Deuxième constat : les sommes colossales qui sont désormais en jeu dans le cadre du trafic de drogue. Ces drogues sont de plus en plus consommés : héroïne, cocaïne, crack. Un plus grand marché, c’est plus de victimes (on n’oubliera pas que le toxicomane met sa santé en jeu), et plus de consommateurs attirent plus de trafiquants. C’est un fléau que nous tardons à affronter, et contre lequel nous semblons en partie démunis. On peut parler de narco-trafic, de narco-banditisme, certains parlent de narco-terrorisme. Il ne suffit pas de désigner une magistrate de référence pour lutter contre ce trafic, il faut aussi lui donner des moyens.

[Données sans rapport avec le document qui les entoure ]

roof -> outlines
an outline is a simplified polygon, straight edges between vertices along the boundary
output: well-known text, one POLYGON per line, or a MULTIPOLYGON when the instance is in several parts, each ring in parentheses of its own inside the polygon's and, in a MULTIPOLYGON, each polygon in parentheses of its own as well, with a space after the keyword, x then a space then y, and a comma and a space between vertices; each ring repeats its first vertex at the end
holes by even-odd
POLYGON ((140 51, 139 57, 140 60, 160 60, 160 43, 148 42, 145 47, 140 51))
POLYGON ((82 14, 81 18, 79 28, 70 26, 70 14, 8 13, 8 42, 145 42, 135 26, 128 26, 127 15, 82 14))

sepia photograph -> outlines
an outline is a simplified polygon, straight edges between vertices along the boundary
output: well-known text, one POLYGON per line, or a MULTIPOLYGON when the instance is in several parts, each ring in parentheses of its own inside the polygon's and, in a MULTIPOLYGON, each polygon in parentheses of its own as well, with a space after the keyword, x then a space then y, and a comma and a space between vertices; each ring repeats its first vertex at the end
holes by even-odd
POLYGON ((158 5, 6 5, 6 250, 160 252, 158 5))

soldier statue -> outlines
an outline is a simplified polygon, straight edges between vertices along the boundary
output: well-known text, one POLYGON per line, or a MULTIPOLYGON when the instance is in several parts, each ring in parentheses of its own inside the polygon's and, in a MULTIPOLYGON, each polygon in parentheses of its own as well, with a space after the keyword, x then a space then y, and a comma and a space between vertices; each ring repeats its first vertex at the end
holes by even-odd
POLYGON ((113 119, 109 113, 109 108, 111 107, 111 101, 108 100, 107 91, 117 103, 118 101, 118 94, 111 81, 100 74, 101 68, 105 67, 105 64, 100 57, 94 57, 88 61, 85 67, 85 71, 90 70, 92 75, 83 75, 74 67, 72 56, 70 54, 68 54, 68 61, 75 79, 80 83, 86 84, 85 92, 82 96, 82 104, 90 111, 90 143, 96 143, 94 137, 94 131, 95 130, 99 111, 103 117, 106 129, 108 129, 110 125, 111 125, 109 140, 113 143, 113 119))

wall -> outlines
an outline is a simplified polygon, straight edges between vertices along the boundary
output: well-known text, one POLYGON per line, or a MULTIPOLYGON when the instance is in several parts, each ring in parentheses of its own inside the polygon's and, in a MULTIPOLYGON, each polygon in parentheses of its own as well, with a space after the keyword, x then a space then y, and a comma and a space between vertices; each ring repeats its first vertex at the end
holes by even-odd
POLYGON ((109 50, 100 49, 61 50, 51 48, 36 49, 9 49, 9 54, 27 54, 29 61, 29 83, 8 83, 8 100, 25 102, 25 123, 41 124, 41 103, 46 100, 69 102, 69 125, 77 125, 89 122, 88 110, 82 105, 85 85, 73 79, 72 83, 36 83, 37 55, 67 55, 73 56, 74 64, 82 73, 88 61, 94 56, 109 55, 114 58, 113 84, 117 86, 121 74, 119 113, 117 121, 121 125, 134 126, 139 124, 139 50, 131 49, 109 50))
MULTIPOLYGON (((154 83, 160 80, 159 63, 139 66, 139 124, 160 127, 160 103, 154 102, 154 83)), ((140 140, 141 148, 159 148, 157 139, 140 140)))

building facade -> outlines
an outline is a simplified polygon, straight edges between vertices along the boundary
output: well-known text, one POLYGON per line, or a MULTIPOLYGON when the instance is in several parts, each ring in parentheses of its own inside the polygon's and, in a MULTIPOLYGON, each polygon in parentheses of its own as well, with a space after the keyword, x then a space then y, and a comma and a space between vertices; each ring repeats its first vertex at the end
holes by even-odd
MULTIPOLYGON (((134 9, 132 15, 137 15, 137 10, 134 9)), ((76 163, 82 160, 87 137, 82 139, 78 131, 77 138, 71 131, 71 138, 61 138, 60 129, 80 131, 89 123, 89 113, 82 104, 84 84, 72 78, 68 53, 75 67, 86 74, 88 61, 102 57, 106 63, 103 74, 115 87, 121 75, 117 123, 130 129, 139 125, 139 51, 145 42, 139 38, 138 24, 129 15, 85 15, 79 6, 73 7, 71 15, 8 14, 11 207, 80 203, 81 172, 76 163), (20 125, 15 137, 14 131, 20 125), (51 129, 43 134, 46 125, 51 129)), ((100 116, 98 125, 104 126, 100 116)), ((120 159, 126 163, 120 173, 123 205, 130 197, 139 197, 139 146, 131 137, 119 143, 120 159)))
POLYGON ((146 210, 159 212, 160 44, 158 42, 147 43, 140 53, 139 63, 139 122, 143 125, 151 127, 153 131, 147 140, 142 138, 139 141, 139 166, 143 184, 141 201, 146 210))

Il faut que cette fusillade de la rue Wayez réveille les consciences. Que les jeunes (et leur entourage, des parents au grand-frère en passant par la petite amie), en entrant dans un réseau de trafiquants sachent qu’on ne leur fera pas de cadeaux. Que leur pire ennemi n’est peut-être pas la police, mais les caïds qui sont à la tête de leur organisation ou les hommes de main du réseau d’en face. Que cet engrenage où on commence par faire le guet pour quelques billets facilement gagné, avant à vendre quelques grammes pour améliorer son train de vie, peut de fil en aiguille conduire au drame.
Enfin, on se gardera de tomber dans l’auto dénigrement , le “brussels bashing”, si répandu dans ces cas-là et laisserait penser qu’il y a une sorte de malédiction à Anderlecht. Le narco-trafic touche toutes les grandes villes : Anvers (porte d’entrée majeure de la drogue en Europe)-, Amsterdam, Paris, Marseille, Grenoble. Personne n’est épargné. La réponse doit donc être coordonnée, si possible au niveau européen, et à défaut au niveau belge. Avec des policiers en nombre suffisant disposant des meilleurs outils technologiques, des magistrats attentifs qui prennent la mesure de la pieuvre qui se trouve face à nous. Une pieuvre qui étend désormais ses tentacules au cœur de nos quartiers.